More recently, the 2020 NATO report Cognitive Warfare declared that "the human mind is now being considered as a new domain of war." To counter the weaponization of neurotech, Farahany argues for updating international anti-torture covenants to include a ban on the use of technologies "intended to obliterate our personalities, identities, and mental functioning."

Farahany also covers recent advances in brain–computer interfaces (BCI) by companies such as Synchron and Elon Musk's Neuralink. Neuralink's implantable BCI tipped with more than 1,000 electrodes is the size of a quarter. Synchron's BCI is a small mesh tube that is implanted in brains through blood vessels via a catheter. In January, Synchron reported that four paralyzed patients implanted with its device for more than a year were able to text, email, manage personal finances, shop online, and communicate care needs, all using only their minds.

Looking further into the future, Farahany takes seriously the transhuman possibilities of BCIs that could record and map the entire structure of a person's brain, including all memory traces. If that copy could be uploaded to run on appropriate hardware, it would offer users the possibility of digital immortality.

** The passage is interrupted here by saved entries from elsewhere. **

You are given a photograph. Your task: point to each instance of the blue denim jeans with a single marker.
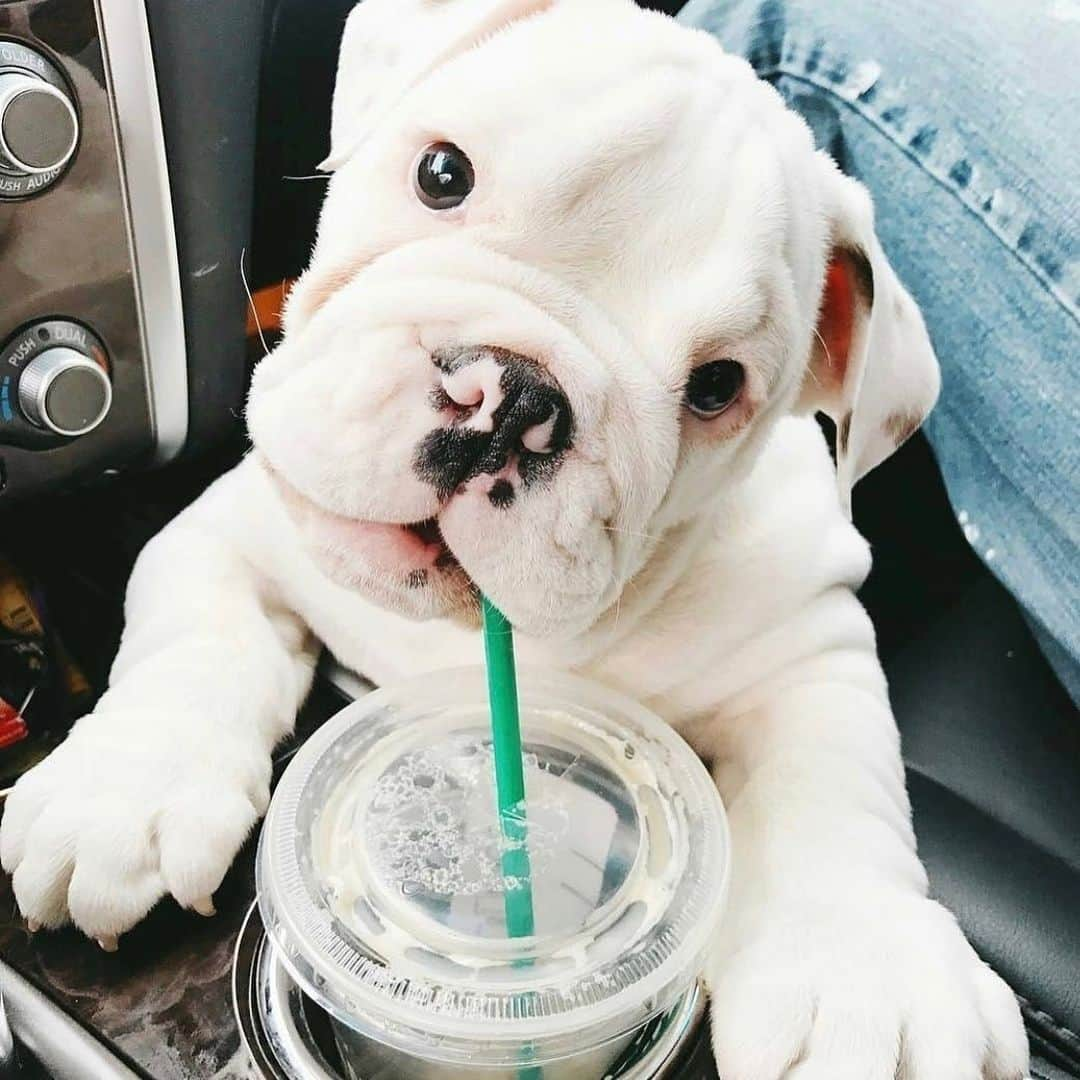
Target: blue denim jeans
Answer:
(963, 120)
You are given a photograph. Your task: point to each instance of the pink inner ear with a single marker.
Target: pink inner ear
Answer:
(837, 321)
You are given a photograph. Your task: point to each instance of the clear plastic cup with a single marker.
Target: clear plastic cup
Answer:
(381, 881)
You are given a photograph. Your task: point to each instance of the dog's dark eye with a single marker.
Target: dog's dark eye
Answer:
(713, 387)
(444, 176)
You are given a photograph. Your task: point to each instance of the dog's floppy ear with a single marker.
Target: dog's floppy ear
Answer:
(873, 368)
(390, 45)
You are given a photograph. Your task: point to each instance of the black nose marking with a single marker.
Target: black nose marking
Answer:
(502, 494)
(531, 424)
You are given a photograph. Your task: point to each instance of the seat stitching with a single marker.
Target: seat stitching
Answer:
(1067, 1036)
(919, 770)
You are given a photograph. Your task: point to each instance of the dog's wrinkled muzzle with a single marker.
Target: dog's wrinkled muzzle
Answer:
(508, 412)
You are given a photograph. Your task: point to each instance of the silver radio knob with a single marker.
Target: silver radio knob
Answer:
(64, 391)
(39, 127)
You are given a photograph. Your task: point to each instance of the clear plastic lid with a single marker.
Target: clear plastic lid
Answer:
(382, 882)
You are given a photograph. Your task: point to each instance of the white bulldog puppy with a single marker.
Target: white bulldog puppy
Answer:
(580, 283)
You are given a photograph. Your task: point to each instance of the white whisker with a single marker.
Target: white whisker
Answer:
(251, 300)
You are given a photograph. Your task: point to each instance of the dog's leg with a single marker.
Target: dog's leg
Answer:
(834, 964)
(154, 792)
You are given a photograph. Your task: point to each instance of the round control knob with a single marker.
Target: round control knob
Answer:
(38, 124)
(64, 391)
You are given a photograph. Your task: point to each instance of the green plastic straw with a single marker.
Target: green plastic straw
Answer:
(510, 783)
(509, 769)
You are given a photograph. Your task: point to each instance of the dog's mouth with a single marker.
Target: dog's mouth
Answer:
(431, 536)
(410, 554)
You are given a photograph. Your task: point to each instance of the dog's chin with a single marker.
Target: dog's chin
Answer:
(406, 568)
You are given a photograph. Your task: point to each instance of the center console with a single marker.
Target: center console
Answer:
(126, 133)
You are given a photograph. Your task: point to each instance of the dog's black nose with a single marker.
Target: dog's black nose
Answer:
(502, 407)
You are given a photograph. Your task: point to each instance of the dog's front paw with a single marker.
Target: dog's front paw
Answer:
(124, 811)
(881, 989)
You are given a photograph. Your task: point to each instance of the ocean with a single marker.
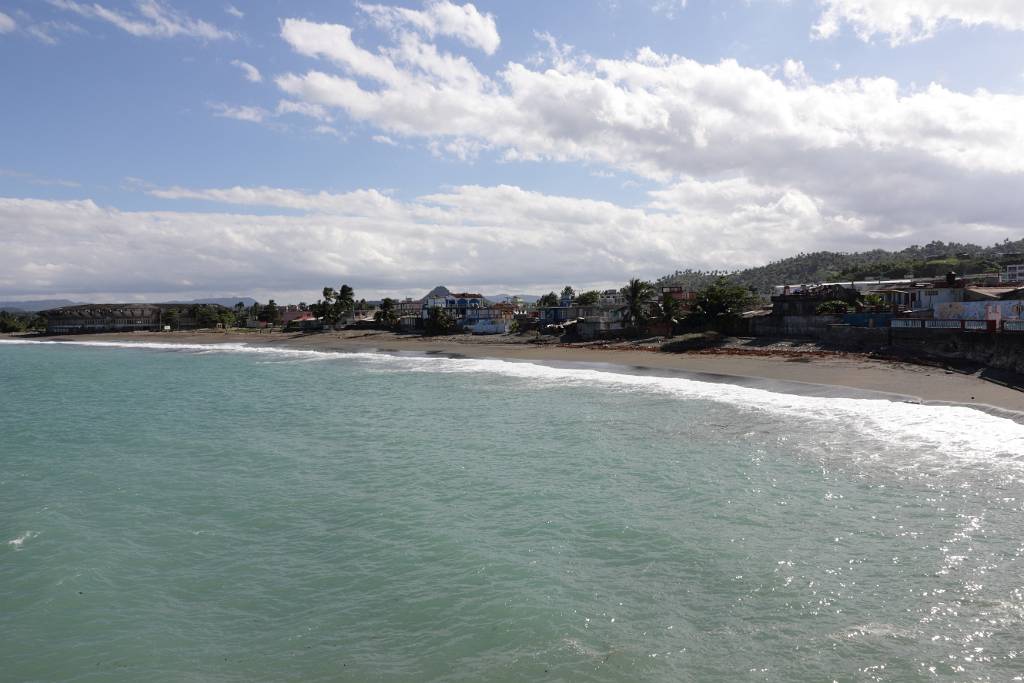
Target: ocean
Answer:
(229, 513)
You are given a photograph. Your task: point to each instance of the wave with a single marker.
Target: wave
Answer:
(952, 433)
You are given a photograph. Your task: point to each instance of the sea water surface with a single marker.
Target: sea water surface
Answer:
(200, 513)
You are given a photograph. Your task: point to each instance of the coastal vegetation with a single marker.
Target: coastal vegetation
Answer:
(933, 259)
(19, 321)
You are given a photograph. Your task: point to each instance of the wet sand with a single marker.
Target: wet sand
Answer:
(814, 374)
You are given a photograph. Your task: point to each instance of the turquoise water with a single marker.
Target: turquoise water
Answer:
(233, 514)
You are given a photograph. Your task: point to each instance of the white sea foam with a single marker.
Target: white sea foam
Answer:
(19, 541)
(952, 433)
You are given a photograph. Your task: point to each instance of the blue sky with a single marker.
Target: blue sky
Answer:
(154, 148)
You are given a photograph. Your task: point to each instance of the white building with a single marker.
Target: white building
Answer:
(1013, 273)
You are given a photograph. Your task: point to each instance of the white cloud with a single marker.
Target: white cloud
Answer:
(250, 114)
(7, 25)
(909, 20)
(655, 115)
(479, 237)
(302, 109)
(441, 17)
(668, 8)
(151, 19)
(252, 74)
(867, 153)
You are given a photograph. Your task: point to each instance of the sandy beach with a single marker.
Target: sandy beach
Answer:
(791, 372)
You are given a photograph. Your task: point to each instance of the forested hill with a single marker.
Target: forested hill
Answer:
(936, 258)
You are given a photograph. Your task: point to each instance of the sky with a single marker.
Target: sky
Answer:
(153, 150)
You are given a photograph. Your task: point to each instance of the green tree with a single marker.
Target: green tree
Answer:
(670, 310)
(549, 300)
(721, 302)
(386, 315)
(11, 323)
(329, 311)
(438, 323)
(207, 316)
(835, 307)
(638, 295)
(344, 302)
(271, 313)
(172, 318)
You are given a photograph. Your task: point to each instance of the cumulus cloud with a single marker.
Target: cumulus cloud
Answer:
(7, 25)
(895, 158)
(152, 18)
(441, 17)
(251, 73)
(491, 238)
(909, 20)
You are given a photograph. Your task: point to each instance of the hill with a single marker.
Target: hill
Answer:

In this part of the book, Farahany focuses chiefly on BCIs as output devices under the control of the people into which they are implanted. But one can easily imagine governments using BCIs to invade users' mental privacy by monitoring their thoughts and scraping their memories. There is also the risk that malicious state and private actors would try to hack BCIs, subverting users' self-determination by directly manipulating their neurons to change their memories and political views.

"Neurotechnology has unprecedented power to either empower us or oppress us," Farahany writes. "The choice is ours." The Battle for Your Brain is a superb introduction to how rapidly advancing neurotech can either enhance or undermine free minds.